Complicated Family Relationships

As discussed above, parentification usually results in trauma bonding between parent and child, where the child both resents but also longs for the parent.

But it is expected that complicated relationship patterns will develop between siblings, too. In a family where the parent is unable to provide love and care, it is no surprise that the parentified siblings often develop symbiotic, codependent relationships with each other, since they only really have each other to fulfil their emotional needs.

Depending on the extent of the trauma, the parentified child may later on attempt to take distance from the family environment, even cut the ties altogether, though this would come at a great emotional cost; in order to escape the traumatic role they were assigned to throughout their life.

Effects can carry over to next generations, too. Parentified children do not really know what secure, nourishing, supportive and loving parenting really feels like- so they may later on develop a parenting style that lacks warmth and sensitivity, or in contrast become overly controlling, overprotective and even suffocating in their expressions of love to their own children, to compensate for all they lacked early on in life.

Delay in Trauma Awareness

Parentified children may delay to become aware of the trauma they endured, since it was difficult to look inwards and become conscious of their own needs. After all, children are inclined to be loyal and trusting of their parents, even when this hurts. This may make it hard to develop insights about their situation and the effects this had on them.
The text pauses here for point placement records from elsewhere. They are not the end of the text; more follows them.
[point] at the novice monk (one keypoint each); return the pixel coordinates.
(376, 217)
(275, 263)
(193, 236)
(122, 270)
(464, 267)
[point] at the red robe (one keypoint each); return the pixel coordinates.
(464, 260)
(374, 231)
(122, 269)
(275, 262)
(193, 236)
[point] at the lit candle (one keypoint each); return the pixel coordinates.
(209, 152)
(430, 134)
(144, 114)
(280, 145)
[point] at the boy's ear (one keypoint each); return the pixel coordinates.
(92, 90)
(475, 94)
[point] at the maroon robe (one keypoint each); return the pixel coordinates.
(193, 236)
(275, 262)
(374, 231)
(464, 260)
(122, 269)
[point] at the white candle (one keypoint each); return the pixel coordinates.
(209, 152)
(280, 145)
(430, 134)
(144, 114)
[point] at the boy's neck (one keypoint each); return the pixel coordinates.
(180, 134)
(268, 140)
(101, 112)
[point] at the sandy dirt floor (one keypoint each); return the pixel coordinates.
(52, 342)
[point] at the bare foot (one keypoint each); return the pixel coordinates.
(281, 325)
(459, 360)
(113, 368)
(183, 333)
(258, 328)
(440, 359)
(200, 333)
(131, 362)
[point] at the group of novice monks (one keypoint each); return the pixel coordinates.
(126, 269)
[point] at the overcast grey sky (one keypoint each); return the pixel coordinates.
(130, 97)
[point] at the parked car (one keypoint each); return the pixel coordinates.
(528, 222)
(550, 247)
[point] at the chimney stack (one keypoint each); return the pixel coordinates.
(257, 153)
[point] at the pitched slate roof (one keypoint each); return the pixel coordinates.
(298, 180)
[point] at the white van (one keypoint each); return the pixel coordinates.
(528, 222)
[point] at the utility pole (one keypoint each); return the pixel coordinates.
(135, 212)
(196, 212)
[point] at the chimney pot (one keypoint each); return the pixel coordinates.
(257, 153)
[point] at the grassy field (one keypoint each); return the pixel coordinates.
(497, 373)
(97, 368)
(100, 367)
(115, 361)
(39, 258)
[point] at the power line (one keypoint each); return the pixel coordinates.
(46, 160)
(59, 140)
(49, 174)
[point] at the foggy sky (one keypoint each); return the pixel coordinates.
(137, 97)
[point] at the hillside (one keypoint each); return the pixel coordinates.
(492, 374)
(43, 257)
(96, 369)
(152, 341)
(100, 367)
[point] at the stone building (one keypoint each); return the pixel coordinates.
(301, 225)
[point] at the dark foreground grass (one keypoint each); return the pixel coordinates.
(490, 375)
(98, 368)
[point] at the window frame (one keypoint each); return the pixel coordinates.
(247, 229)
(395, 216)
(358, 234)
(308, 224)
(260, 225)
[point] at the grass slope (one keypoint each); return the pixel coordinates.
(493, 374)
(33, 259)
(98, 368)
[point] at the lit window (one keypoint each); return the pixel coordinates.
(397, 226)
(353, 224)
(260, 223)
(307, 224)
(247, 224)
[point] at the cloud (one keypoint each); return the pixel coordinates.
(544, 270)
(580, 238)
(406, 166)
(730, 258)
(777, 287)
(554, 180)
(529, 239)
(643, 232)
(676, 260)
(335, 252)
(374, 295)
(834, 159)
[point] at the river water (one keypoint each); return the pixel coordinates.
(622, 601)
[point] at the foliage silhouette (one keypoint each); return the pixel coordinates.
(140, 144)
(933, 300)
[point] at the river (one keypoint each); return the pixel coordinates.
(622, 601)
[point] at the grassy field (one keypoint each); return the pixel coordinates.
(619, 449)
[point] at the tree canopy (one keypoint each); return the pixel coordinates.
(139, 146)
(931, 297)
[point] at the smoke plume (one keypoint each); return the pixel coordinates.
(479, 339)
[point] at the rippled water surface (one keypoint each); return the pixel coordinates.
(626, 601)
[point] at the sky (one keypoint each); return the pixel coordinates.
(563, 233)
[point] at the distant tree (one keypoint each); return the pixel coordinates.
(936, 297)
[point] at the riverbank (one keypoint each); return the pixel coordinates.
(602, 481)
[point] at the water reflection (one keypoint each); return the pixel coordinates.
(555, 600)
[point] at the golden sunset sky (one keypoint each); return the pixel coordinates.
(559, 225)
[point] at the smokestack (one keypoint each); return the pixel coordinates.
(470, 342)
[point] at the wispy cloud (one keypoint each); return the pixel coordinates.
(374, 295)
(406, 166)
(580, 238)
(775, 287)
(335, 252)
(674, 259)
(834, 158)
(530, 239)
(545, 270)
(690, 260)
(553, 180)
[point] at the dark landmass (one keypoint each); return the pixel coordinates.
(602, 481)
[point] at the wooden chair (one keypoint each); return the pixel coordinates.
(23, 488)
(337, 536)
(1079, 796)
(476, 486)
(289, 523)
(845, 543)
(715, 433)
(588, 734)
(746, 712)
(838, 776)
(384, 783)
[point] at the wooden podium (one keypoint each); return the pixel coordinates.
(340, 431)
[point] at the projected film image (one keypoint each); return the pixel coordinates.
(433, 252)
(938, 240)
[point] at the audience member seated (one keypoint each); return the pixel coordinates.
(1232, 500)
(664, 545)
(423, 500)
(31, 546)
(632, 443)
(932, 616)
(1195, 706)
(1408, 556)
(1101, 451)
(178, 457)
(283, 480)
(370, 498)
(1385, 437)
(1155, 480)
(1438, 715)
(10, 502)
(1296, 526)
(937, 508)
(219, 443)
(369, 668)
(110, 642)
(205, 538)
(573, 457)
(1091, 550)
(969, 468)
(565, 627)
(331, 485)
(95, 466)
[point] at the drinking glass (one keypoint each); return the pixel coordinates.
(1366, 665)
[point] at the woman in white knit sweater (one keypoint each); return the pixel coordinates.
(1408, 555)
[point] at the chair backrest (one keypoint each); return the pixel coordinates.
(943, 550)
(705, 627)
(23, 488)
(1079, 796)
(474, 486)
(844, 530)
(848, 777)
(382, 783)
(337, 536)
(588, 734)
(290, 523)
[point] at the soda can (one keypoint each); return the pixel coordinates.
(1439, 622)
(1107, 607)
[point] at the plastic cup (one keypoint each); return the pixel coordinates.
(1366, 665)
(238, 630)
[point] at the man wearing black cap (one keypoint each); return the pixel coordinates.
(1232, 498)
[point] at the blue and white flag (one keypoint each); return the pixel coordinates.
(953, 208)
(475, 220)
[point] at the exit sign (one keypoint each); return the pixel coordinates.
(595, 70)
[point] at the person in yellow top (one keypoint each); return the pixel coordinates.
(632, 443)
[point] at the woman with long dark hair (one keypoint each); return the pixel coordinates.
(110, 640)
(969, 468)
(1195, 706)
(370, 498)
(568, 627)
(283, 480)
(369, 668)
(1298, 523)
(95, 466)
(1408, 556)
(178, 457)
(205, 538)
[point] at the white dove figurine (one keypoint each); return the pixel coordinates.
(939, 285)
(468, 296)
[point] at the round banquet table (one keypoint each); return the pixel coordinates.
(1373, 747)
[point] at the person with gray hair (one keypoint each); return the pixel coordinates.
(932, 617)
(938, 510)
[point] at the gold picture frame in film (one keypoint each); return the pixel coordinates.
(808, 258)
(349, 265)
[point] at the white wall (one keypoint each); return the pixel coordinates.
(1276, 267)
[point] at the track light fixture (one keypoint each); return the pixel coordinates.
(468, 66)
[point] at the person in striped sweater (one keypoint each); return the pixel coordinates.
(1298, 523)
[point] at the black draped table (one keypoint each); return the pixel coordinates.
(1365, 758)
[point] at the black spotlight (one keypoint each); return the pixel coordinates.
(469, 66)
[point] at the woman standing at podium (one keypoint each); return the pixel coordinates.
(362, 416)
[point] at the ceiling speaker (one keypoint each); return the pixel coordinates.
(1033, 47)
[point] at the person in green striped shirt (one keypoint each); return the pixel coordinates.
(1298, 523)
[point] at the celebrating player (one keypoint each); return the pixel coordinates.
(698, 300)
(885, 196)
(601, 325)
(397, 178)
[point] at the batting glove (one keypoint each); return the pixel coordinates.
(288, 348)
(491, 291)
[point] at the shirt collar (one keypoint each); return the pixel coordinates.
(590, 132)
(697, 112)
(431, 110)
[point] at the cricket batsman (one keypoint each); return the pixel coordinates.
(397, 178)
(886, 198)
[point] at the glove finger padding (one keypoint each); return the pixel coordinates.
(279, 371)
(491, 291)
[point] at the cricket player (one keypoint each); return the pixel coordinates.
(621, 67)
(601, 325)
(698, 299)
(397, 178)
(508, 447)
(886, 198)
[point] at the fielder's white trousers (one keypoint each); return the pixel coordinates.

Therapy is a sustainable solution to this problem. Trauma-informed treatment can teach these people how to process the traumatic effects of their childhood, as well as recognize and express themselves.

On the bright side…

It is not all dark for parentified adult children. Like with all trauma, parentified children are essentially survivors, and as such may possess a greater capacity for resilience and self-efficacy. After all, they did learn from an early age that it is safer to depend on themselves rather than anyone else.

Moreover, parentified children may have a heightened sense of empathy and an ability to closely connect to others.

Effective trauma processing occurs when the individual learns how to embrace their trauma as part of themselves and grow despite and beyond it. Even though excruciatingly painful at times, our wounds provide us with great gifts, ready to be discovered.

Like the beautiful song by Leonard Cohen reminds us,

“There is a crack in everything, that’s how the light gets in”…

It is never too late to rediscover what was lost in childhood.